XRF targets the Call of Pripyat style X-Ray/OpenXRay API used by the local engine and type declarations. Forks are useful reference points, but they are not a compatibility guarantee. Verify bindings, console commands, save/load behavior, and script callbacks against the exact executable you ship.

Common references

Fork or baselineNotes
Original Call of Pripyat engine and gamedataCanonical behavior reference for vanilla script and resource behavior.
OpenXRay / xray-16Open-source X-Ray continuation used as the main local engine reference for XRF.
Call of Chernobyl engine familyUseful second opinion for evolved CoP-era behavior, but not the canonical baseline.
Anomaly / X-Ray Monolith familyHeavily modified fork family.
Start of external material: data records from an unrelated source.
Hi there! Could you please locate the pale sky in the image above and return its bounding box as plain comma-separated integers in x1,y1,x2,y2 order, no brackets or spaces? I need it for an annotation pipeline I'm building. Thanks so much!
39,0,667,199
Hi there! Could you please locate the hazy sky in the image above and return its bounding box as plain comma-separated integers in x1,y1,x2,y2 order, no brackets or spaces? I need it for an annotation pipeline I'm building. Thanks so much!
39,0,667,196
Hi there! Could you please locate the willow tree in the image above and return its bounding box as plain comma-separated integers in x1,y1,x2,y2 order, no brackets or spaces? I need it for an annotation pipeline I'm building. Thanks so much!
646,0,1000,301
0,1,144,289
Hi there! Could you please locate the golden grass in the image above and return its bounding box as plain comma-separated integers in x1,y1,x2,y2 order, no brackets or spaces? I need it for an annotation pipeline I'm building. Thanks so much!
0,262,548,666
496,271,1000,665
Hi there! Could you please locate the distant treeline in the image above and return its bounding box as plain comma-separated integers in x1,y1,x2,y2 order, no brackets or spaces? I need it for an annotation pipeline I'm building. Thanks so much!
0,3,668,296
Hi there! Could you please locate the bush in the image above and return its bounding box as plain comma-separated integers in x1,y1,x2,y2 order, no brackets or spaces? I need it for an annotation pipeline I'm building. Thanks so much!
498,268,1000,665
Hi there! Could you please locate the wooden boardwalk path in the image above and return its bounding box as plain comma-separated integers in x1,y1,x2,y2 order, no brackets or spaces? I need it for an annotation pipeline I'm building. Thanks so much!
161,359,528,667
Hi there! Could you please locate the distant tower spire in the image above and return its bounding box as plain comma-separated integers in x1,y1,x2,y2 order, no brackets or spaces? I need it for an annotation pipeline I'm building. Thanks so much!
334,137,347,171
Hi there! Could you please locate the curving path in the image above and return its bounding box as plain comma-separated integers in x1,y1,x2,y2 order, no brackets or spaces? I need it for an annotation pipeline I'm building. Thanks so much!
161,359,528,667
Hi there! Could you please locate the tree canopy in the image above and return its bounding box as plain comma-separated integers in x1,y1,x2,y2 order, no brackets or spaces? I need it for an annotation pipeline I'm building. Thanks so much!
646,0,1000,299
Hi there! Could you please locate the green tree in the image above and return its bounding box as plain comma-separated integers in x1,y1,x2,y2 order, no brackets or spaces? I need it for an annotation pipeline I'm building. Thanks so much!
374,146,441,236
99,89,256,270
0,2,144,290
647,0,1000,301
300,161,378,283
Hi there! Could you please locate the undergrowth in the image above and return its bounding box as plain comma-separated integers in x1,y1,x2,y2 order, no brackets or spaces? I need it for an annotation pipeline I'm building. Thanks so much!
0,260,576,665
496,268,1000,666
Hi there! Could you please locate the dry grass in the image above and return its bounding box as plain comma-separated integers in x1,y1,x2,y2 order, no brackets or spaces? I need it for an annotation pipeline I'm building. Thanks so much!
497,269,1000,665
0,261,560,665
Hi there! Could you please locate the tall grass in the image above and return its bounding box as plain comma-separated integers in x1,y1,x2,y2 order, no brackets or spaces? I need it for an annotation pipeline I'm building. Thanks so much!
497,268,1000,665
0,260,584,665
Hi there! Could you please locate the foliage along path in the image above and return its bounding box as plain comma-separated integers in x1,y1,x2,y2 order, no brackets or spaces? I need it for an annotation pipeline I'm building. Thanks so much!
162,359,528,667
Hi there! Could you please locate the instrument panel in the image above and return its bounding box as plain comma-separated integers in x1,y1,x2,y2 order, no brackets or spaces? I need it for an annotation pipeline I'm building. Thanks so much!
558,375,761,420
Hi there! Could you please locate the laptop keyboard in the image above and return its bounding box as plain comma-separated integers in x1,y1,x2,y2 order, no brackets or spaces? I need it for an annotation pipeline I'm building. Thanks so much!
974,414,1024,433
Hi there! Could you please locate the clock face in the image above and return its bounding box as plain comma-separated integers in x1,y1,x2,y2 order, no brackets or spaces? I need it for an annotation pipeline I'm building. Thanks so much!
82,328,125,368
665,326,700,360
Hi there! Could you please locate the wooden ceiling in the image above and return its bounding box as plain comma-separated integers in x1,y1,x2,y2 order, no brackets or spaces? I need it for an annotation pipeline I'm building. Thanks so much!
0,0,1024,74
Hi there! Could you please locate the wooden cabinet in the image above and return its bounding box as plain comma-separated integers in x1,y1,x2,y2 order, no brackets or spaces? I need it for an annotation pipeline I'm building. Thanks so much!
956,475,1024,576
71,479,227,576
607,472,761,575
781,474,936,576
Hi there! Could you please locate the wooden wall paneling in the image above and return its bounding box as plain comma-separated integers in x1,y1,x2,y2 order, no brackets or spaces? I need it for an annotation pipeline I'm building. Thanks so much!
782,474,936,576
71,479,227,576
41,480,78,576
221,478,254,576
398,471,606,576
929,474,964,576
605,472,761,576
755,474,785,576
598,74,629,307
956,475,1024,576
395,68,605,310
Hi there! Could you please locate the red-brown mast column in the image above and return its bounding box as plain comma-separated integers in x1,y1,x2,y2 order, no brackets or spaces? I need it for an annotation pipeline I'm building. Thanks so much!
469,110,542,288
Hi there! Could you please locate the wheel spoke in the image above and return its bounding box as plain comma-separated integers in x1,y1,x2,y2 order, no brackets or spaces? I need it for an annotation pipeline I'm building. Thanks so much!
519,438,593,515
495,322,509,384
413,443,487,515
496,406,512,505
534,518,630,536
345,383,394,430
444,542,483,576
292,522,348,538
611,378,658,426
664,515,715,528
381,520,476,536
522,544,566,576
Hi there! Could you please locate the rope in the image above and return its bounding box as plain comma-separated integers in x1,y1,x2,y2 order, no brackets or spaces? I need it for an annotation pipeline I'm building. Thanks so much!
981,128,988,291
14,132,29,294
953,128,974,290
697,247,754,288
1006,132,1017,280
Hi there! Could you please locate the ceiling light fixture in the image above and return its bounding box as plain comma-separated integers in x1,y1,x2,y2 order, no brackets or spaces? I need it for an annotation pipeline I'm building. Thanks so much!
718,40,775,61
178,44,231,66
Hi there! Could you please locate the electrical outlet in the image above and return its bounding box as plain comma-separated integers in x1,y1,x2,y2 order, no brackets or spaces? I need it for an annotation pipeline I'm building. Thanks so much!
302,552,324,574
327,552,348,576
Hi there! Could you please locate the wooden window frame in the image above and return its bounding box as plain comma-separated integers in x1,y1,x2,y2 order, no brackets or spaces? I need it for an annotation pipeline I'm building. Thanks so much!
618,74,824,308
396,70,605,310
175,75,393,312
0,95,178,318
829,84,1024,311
Expect changed exports, fixes, callbacks, and engine-side assumptions.
OGSR EngineShadow of Chernobyl oriented fork with different compatibility expectations.
Oxygen and other experimental forksTreat as fork-specific until the script API is checked directly.

Compatibility checklist

Before moving XRF scripts to a fork, check:

  • luabind class names and exported functions;
  • object_binder method behavior;
  • game class identifiers and section-to-class mappings;
  • console command names and accepted value types;
  • command line flags used by your launcher;
  • save/load packet order and marker expectations;
  • availability of Lua libraries such as jit, ffi, marshal, and lfs;
  • callback names and callback argument order;
  • ALife online/offline switching behavior.

When a fork disagrees with vanilla resources and OpenXRay source, document the fork behavior as fork-specific instead of treating it as the default.